Beneduce was appointed head of two state-run credit bodies: Consorzio di Credito per le Opere Pubbliche (Crediop) in 1919 and Istituto di Credito per le Imprese di Pubblica Utilità (ICIPU) in 1924. Until 1939 he headed both institutions. These institutions were later merged under the name of Istituto per il Credito Navale.

In 1931, he was named as a board member of the Istituto Mobiliare Italiano. He also served as an economic advisor to Benito Mussolini. In 1933, he was appointed by Mussolini as the head of the institute for industrial reconstruction (IRI), being the first president of the body.

In 1936 Beneduce was simultaneously president of IRI, of the public credit institutions Crediop and ICIPU, of the Institute for Naval Credit, and a member of the Board of Directors of IMI and of the National Foreign Exchange Institute while in the private sector he was president of the Italian Society for Southern Railways. He served in the post until 1939 when he became a senator in 1939, but he retired from politics and other public offices due to his health problems in 1940.

However, Beneduce retained his membership on the boards of various companies until his death. He was an advocate of a company management approach based on the private-sector criteria and free from political influences. Beneduce was also a director of the leading companies, including Fiat, Pirelli, Montecatini, Edison and Generali.

===Activities===
Beneduce and Luigi Rossi recorded detailed statistics about Italian citizens, who had migrated to the US, but returned to Italy between 1905 and 1906. Beneduce was instrumental in the nationalization of life insurance in Italy. His activities in the finance sector of Italy shaped the industrial development of the country between the 1920s and the 1990s. One of his significant activities in this regard was the reorganization of the bankrupted Italian banking system. In addition, he was the mentor of many eminent financiers and technocrats, who reconstructed Italy after World War II. He also developed Mussolini's deflation policy.

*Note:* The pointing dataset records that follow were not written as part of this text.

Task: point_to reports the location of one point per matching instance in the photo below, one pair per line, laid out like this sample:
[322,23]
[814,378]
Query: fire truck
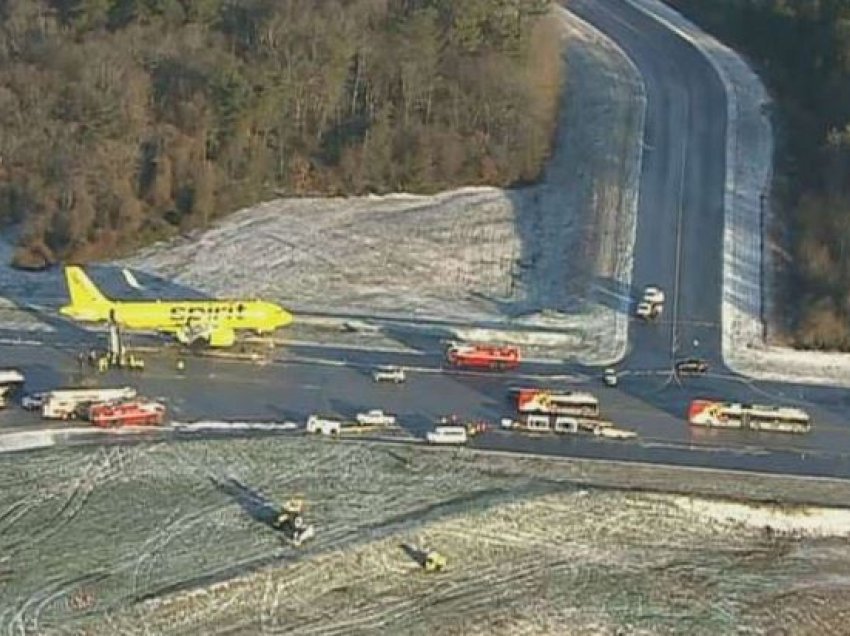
[546,402]
[483,356]
[128,413]
[65,404]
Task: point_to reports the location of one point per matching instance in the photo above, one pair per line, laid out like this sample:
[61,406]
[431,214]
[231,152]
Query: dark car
[691,366]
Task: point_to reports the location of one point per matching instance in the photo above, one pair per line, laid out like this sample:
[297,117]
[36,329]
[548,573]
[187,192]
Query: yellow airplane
[210,322]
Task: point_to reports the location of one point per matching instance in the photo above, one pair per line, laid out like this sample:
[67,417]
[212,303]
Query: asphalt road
[679,242]
[679,246]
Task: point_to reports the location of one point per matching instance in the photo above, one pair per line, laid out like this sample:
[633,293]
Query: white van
[566,425]
[317,424]
[538,424]
[447,435]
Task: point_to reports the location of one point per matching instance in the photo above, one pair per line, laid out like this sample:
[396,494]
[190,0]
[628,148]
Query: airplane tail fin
[87,301]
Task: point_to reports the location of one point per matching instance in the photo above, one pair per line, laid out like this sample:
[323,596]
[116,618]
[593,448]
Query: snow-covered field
[559,252]
[174,539]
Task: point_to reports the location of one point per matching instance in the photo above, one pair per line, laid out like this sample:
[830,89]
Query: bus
[483,356]
[753,417]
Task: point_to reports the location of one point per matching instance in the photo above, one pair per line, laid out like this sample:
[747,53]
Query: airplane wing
[197,333]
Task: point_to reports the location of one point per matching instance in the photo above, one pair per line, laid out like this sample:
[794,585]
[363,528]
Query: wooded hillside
[124,121]
[802,48]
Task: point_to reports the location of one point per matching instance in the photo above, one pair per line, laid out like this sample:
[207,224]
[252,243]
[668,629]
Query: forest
[802,50]
[123,122]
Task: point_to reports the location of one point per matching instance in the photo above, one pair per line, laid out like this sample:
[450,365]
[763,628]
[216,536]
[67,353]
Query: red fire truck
[129,413]
[482,356]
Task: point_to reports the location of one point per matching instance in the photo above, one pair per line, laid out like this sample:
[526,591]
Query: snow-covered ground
[559,253]
[176,539]
[747,263]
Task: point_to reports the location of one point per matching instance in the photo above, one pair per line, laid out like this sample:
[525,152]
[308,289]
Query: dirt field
[171,539]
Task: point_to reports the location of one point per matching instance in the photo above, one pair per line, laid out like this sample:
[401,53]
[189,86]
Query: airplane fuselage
[214,321]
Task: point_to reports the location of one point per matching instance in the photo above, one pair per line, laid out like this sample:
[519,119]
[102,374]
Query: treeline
[125,121]
[802,48]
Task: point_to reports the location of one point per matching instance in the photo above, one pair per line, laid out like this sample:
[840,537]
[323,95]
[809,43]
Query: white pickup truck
[376,417]
[323,425]
[395,375]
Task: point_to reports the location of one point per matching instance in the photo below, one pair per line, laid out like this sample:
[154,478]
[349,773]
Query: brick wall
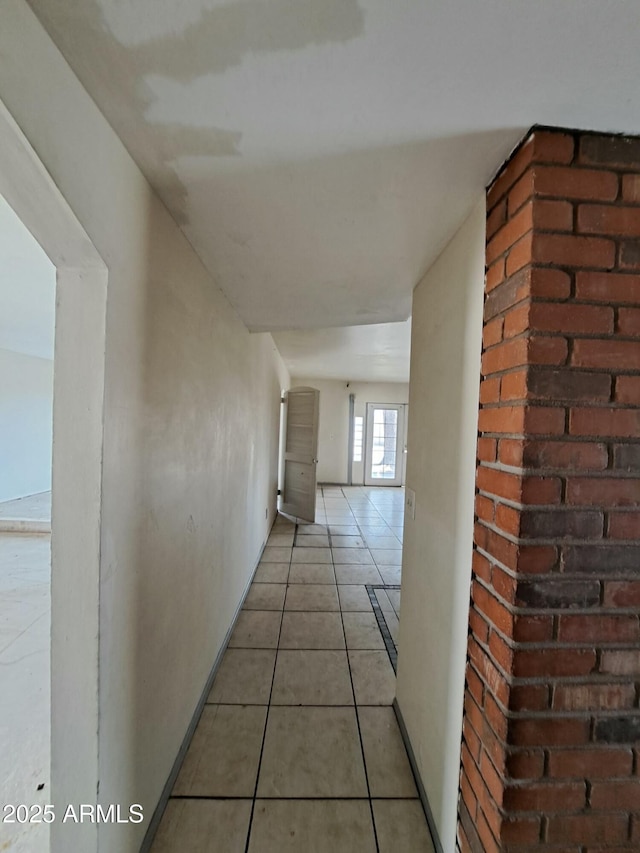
[552,721]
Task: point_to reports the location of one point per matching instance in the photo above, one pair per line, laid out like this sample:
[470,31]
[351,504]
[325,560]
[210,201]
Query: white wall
[26,407]
[191,413]
[436,569]
[333,434]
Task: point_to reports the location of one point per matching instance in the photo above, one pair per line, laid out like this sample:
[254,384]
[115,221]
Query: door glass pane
[385,444]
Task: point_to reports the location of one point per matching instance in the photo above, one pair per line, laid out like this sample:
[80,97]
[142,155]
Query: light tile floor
[298,749]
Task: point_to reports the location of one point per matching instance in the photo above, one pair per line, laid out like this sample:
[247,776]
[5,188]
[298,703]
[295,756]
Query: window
[358,428]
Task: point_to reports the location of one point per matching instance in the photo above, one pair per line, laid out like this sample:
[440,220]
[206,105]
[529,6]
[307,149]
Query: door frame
[368,445]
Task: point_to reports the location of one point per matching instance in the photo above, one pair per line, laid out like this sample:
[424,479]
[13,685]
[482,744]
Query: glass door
[384,445]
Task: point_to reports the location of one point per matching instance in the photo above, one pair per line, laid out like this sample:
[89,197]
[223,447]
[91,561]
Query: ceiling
[27,290]
[319,154]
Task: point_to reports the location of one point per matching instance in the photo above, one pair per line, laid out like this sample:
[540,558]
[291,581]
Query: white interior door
[384,445]
[302,406]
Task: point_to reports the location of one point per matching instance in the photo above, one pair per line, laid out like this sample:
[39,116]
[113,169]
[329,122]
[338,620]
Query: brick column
[552,722]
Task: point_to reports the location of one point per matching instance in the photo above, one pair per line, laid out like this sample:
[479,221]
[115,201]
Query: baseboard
[154,823]
[421,791]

==Personal life and death==
Beneduce had five children, three of whom were given names that reflected his socialist orientation: Idea Nuova Socialista, Italia Libera and Vittoria Proletaria. His two other children were Ernesto and Anna. One of his daughters, Idea, married Enrico Cuccia, a significant financier.

Beneduce died in Rome on 26 April 1944.

===Awards===
Beneduce was awarded the Grand Officer of the Order of the Crown of Italy on 16 November 1918 and the Grand Cordon of the Order of the Crown of Italy on 5 January 1922.